In December each year, over 27,000 people attend over 90 screenings of the latest British Arrows Awards showreel at Walker. It’s a much-loved program in the Twin Cities with many people attending year after year. The audiences are moved by the program, which can be a unique cross cultural experience, as they try to figure out brands and products that are not available in the U.S., but are cleverly conveyed. It’s a unique experience for American audiences to view ads that are not invested in the hard sell; rather, gaining interest in products and services through humour, pathos and a dynamic cinematography. Each year a member of the British Arrows board attends the presentation, introduces the program on the opening night and handles interviews on TV, radio and the press.
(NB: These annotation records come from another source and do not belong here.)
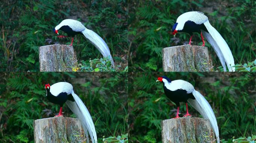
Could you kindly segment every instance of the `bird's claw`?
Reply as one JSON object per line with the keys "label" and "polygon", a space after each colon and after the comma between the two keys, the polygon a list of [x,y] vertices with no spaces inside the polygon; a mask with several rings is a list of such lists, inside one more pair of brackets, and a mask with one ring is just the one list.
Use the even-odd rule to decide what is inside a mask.
{"label": "bird's claw", "polygon": [[177,118],[180,118],[180,117],[179,116],[176,116],[176,117],[172,118],[171,119],[177,119]]}
{"label": "bird's claw", "polygon": [[188,113],[187,113],[186,114],[186,115],[183,116],[183,117],[188,117],[188,116],[192,117],[192,116],[191,115],[190,115],[190,114],[189,114]]}
{"label": "bird's claw", "polygon": [[67,37],[67,36],[63,36],[63,35],[59,35],[59,36],[57,36],[57,37],[59,38],[66,38],[66,37]]}

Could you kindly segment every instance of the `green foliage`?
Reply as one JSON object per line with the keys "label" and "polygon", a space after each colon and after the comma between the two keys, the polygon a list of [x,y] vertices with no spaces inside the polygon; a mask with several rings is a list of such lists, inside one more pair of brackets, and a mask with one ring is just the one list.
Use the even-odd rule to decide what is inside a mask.
{"label": "green foliage", "polygon": [[[208,16],[211,24],[227,42],[237,65],[254,60],[255,3],[253,0],[239,0],[130,1],[130,70],[162,71],[162,49],[188,44],[188,34],[178,33],[174,38],[172,28],[179,16],[192,11],[201,11]],[[215,11],[209,10],[213,7],[210,9]],[[201,45],[200,35],[194,35],[192,45]],[[207,42],[205,45],[211,47]],[[213,49],[208,50],[214,66],[213,70],[221,70],[218,67],[221,64]]]}
{"label": "green foliage", "polygon": [[221,140],[222,143],[254,143],[256,142],[256,136],[252,135],[252,137],[249,136],[247,138],[245,137],[240,137],[238,139],[235,139],[235,137],[233,137],[233,140],[229,139],[227,141],[224,139]]}
{"label": "green foliage", "polygon": [[[116,66],[128,66],[126,0],[6,0],[0,6],[0,71],[39,70],[39,47],[70,44],[52,29],[65,19],[83,23],[106,42]],[[61,35],[65,35],[59,32]],[[98,51],[83,36],[73,43],[79,61],[100,59]]]}
{"label": "green foliage", "polygon": [[[54,117],[60,108],[46,99],[44,85],[61,81],[72,83],[99,138],[125,139],[118,135],[128,130],[126,73],[6,73],[0,80],[0,142],[34,142],[33,121]],[[75,117],[65,104],[63,110],[64,116]]]}
{"label": "green foliage", "polygon": [[[165,96],[157,78],[182,79],[194,86],[212,107],[220,139],[256,133],[255,73],[137,72],[129,74],[128,133],[131,142],[161,143],[161,121],[174,117],[175,104]],[[186,112],[181,103],[180,113]],[[189,113],[202,117],[191,106]]]}
{"label": "green foliage", "polygon": [[128,66],[123,70],[120,70],[121,66],[119,65],[116,66],[114,69],[111,61],[106,57],[86,61],[82,60],[80,62],[78,66],[72,67],[73,72],[128,72]]}
{"label": "green foliage", "polygon": [[[103,136],[103,137],[104,137]],[[128,143],[128,134],[122,134],[122,136],[118,136],[117,137],[110,136],[107,138],[102,139],[103,143]]]}

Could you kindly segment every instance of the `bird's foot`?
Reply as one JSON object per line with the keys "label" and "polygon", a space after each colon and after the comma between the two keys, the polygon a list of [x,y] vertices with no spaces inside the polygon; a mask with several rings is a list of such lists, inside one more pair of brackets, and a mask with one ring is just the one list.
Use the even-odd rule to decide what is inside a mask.
{"label": "bird's foot", "polygon": [[57,36],[57,37],[59,38],[64,38],[67,37],[67,36],[63,36],[63,35],[59,35],[59,36]]}
{"label": "bird's foot", "polygon": [[63,115],[62,115],[62,114],[61,114],[61,115],[58,114],[58,115],[56,115],[56,116],[54,116],[54,117],[61,117],[61,116],[63,117]]}
{"label": "bird's foot", "polygon": [[176,117],[172,118],[171,119],[177,119],[177,118],[180,118],[180,117],[179,116],[176,116]]}
{"label": "bird's foot", "polygon": [[191,115],[190,115],[189,113],[188,113],[186,114],[186,115],[183,116],[183,117],[188,117],[188,116],[192,117],[192,116]]}

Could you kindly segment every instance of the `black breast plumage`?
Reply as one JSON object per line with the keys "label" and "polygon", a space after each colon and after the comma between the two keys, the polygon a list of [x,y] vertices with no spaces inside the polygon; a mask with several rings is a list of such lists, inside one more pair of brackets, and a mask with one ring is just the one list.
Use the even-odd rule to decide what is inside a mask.
{"label": "black breast plumage", "polygon": [[67,34],[68,36],[74,37],[76,35],[82,34],[80,32],[73,31],[71,28],[67,25],[63,26],[60,28],[60,30],[65,32]]}
{"label": "black breast plumage", "polygon": [[184,27],[182,30],[178,31],[179,32],[183,32],[188,33],[191,36],[193,35],[193,32],[201,33],[201,30],[208,32],[204,23],[197,24],[191,21],[188,21],[185,23]]}
{"label": "black breast plumage", "polygon": [[186,102],[189,98],[195,99],[192,93],[187,93],[187,91],[182,89],[177,89],[174,91],[168,89],[164,84],[164,90],[166,96],[172,101],[174,102],[177,107],[180,106],[180,102]]}
{"label": "black breast plumage", "polygon": [[61,107],[62,107],[63,104],[69,100],[72,101],[74,101],[73,96],[71,94],[68,95],[66,92],[61,92],[59,94],[58,96],[55,96],[52,94],[51,92],[47,94],[46,97],[47,99],[51,102],[54,104],[58,104]]}

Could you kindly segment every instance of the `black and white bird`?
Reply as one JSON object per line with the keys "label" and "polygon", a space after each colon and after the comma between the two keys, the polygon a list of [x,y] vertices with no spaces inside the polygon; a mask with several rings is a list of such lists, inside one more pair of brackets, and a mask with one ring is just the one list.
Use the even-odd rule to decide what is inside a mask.
{"label": "black and white bird", "polygon": [[177,107],[176,116],[173,118],[180,118],[179,114],[180,102],[186,103],[187,113],[183,117],[191,116],[188,109],[188,102],[204,118],[210,120],[217,142],[219,143],[219,128],[213,111],[209,103],[199,92],[195,90],[193,85],[188,82],[181,80],[172,81],[164,76],[158,77],[156,82],[159,82],[163,83],[164,90],[167,97],[174,102]]}
{"label": "black and white bird", "polygon": [[173,27],[173,34],[178,32],[188,33],[191,36],[189,45],[191,45],[193,33],[201,34],[202,41],[202,46],[204,46],[203,35],[213,47],[223,67],[226,71],[226,64],[229,72],[235,72],[234,58],[227,43],[220,34],[209,22],[208,18],[204,13],[199,12],[190,12],[184,13],[177,19]]}
{"label": "black and white bird", "polygon": [[51,102],[60,106],[59,114],[55,117],[63,116],[62,107],[66,103],[72,111],[81,120],[82,126],[89,142],[89,134],[93,143],[97,143],[97,135],[92,119],[83,101],[73,90],[73,86],[67,82],[60,82],[50,86],[45,85],[46,98]]}
{"label": "black and white bird", "polygon": [[109,47],[104,40],[97,33],[87,29],[81,22],[73,19],[67,19],[62,21],[57,25],[54,29],[54,32],[58,35],[58,31],[62,31],[67,34],[68,36],[60,35],[60,38],[71,36],[72,41],[70,45],[72,45],[74,40],[74,37],[77,34],[81,34],[85,36],[100,51],[104,57],[109,57],[111,61],[112,67],[115,68],[114,61],[110,54]]}

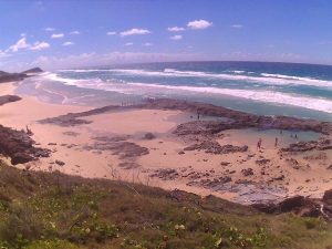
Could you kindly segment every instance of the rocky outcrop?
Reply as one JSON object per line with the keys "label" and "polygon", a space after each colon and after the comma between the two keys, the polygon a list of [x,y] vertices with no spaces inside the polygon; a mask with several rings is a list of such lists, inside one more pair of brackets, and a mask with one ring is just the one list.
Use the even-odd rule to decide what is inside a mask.
{"label": "rocky outcrop", "polygon": [[329,138],[321,138],[319,141],[298,142],[290,144],[286,148],[281,148],[281,152],[307,152],[307,151],[325,151],[332,149],[332,141]]}
{"label": "rocky outcrop", "polygon": [[205,151],[211,154],[229,154],[229,153],[243,153],[248,151],[248,146],[235,146],[235,145],[220,145],[216,141],[205,141],[200,144],[194,144],[185,147],[184,151]]}
{"label": "rocky outcrop", "polygon": [[50,156],[50,151],[34,147],[34,141],[24,132],[0,125],[0,154],[11,158],[13,165]]}
{"label": "rocky outcrop", "polygon": [[3,96],[0,96],[0,105],[4,105],[4,104],[11,103],[11,102],[17,102],[20,100],[22,100],[22,98],[17,95],[3,95]]}
{"label": "rocky outcrop", "polygon": [[22,81],[25,77],[28,77],[28,75],[24,73],[7,73],[0,71],[0,83],[11,82],[11,81]]}

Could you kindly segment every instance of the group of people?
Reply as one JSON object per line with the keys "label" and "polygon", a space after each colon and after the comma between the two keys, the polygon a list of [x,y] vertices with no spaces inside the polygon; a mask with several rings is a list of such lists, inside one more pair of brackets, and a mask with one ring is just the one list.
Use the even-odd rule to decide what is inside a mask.
{"label": "group of people", "polygon": [[[262,143],[262,139],[259,138],[258,142],[257,142],[257,149],[260,149],[260,148],[261,148],[261,143]],[[276,137],[276,139],[274,139],[274,147],[276,147],[276,148],[278,147],[278,143],[279,143],[279,138]]]}

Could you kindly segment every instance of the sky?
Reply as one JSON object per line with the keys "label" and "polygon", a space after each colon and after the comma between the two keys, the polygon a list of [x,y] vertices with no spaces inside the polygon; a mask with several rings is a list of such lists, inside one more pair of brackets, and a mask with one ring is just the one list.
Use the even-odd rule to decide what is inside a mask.
{"label": "sky", "polygon": [[0,70],[198,60],[332,64],[332,1],[0,0]]}

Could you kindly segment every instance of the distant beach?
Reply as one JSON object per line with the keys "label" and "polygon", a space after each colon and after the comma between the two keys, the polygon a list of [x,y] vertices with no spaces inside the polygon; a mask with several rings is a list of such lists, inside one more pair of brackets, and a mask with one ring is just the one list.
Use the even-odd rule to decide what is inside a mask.
{"label": "distant beach", "polygon": [[259,115],[332,121],[332,66],[271,62],[176,62],[45,72],[17,93],[103,106],[148,97],[200,101]]}
{"label": "distant beach", "polygon": [[[43,76],[30,77],[25,80],[28,83],[0,85],[2,94],[22,96],[21,101],[1,106],[0,123],[17,129],[29,127],[37,145],[52,152],[48,158],[18,167],[59,169],[89,178],[121,179],[204,196],[212,194],[241,204],[293,195],[320,197],[331,188],[331,149],[280,151],[298,142],[331,137],[326,134],[280,128],[227,128],[205,133],[205,127],[216,122],[227,123],[227,118],[199,115],[189,110],[127,106],[142,100],[128,103],[111,100],[108,104],[120,102],[118,107],[85,115],[95,106],[81,103],[77,96],[79,104],[72,96],[65,98],[69,92],[63,89],[62,92],[58,89],[56,94],[50,90],[50,95],[33,96],[35,90],[46,89],[40,82]],[[30,89],[32,85],[37,87]],[[86,93],[81,94],[84,98]],[[45,98],[55,95],[62,100],[60,103],[56,97]],[[80,122],[72,123],[71,117],[65,116],[68,113],[77,113]],[[52,120],[61,115],[64,117],[60,122]],[[186,126],[191,123],[193,127]],[[195,128],[200,132],[193,132]],[[261,148],[257,147],[259,138]]]}

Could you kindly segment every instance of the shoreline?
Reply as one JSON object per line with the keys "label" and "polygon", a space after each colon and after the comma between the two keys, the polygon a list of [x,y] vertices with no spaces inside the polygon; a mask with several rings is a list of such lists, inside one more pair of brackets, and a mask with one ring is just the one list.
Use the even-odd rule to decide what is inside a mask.
{"label": "shoreline", "polygon": [[[0,90],[1,93],[12,94],[14,86],[12,83],[2,83]],[[52,152],[49,158],[20,165],[21,168],[49,172],[60,169],[62,173],[89,178],[123,179],[167,190],[178,188],[204,196],[212,194],[242,204],[251,204],[252,199],[270,200],[293,195],[315,197],[328,190],[332,170],[325,168],[329,164],[332,165],[332,158],[325,151],[281,155],[279,148],[273,147],[271,137],[262,132],[260,135],[264,148],[261,153],[256,149],[253,138],[248,138],[249,132],[248,136],[246,132],[238,136],[237,129],[234,129],[257,127],[256,122],[259,126],[269,124],[266,128],[284,128],[284,124],[294,127],[295,124],[303,131],[313,129],[326,134],[332,131],[328,122],[321,125],[322,122],[312,120],[305,124],[300,118],[266,120],[198,103],[203,116],[222,114],[228,118],[236,117],[241,121],[237,125],[230,123],[228,126],[221,122],[224,126],[220,128],[220,122],[197,123],[193,114],[197,103],[196,106],[185,103],[187,105],[180,101],[159,101],[145,105],[108,108],[106,106],[91,111],[87,106],[48,104],[37,97],[23,96],[21,101],[0,107],[0,123],[17,129],[28,125],[34,133],[32,138],[37,146]],[[70,122],[59,125],[54,120],[46,120],[59,116]],[[42,120],[48,122],[38,122]],[[71,123],[73,120],[79,122]],[[246,125],[241,126],[243,123]],[[232,129],[229,129],[230,127]],[[196,133],[195,128],[199,128],[200,134]],[[155,137],[145,137],[148,133]],[[215,141],[221,147],[231,145],[231,149],[246,145],[248,149],[227,154],[207,152],[211,147],[185,149],[206,141]],[[251,142],[248,144],[249,141]],[[216,148],[216,144],[208,146],[219,149],[218,145]],[[322,156],[322,153],[326,155]],[[310,168],[307,167],[308,162]]]}

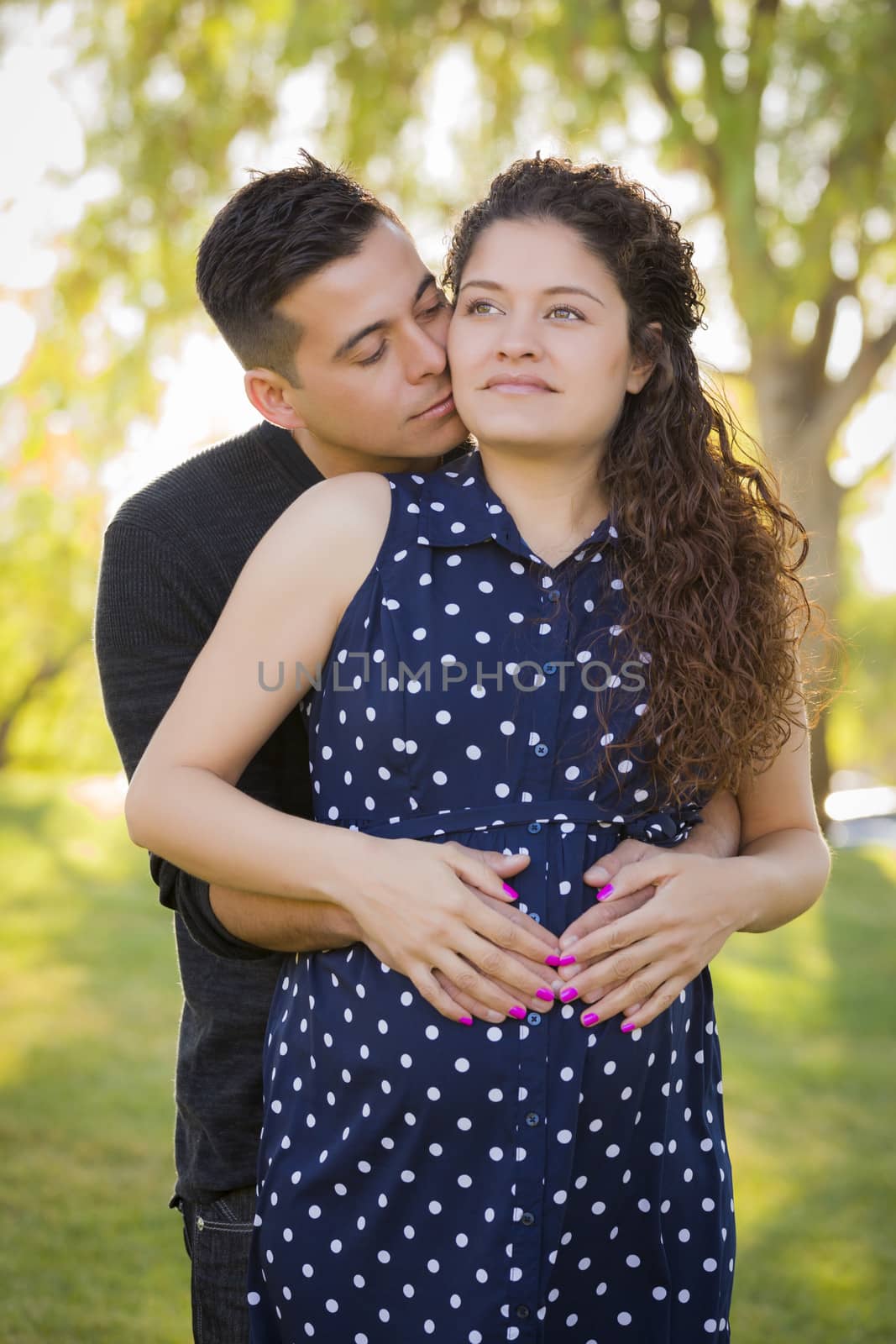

Alongside the Walker Art Center the British Arrows Awards has also been screened at the Cincinnati World Cinema, Cleveland Cinematheque, Hong Kong Arts Centre, Memphis Brooks Museum of Art, Milwaukee Film Festival, Museum of Fine Arts Houston, Northwest Film Center, Smith San Rafael Film Center, The Institute of Contemporary Art Boston, Wisconsin Film Festival and Yerba Buena Center for the Arts.

From 2017 winning commercials from both types of British Arrows categories will be shown on tour.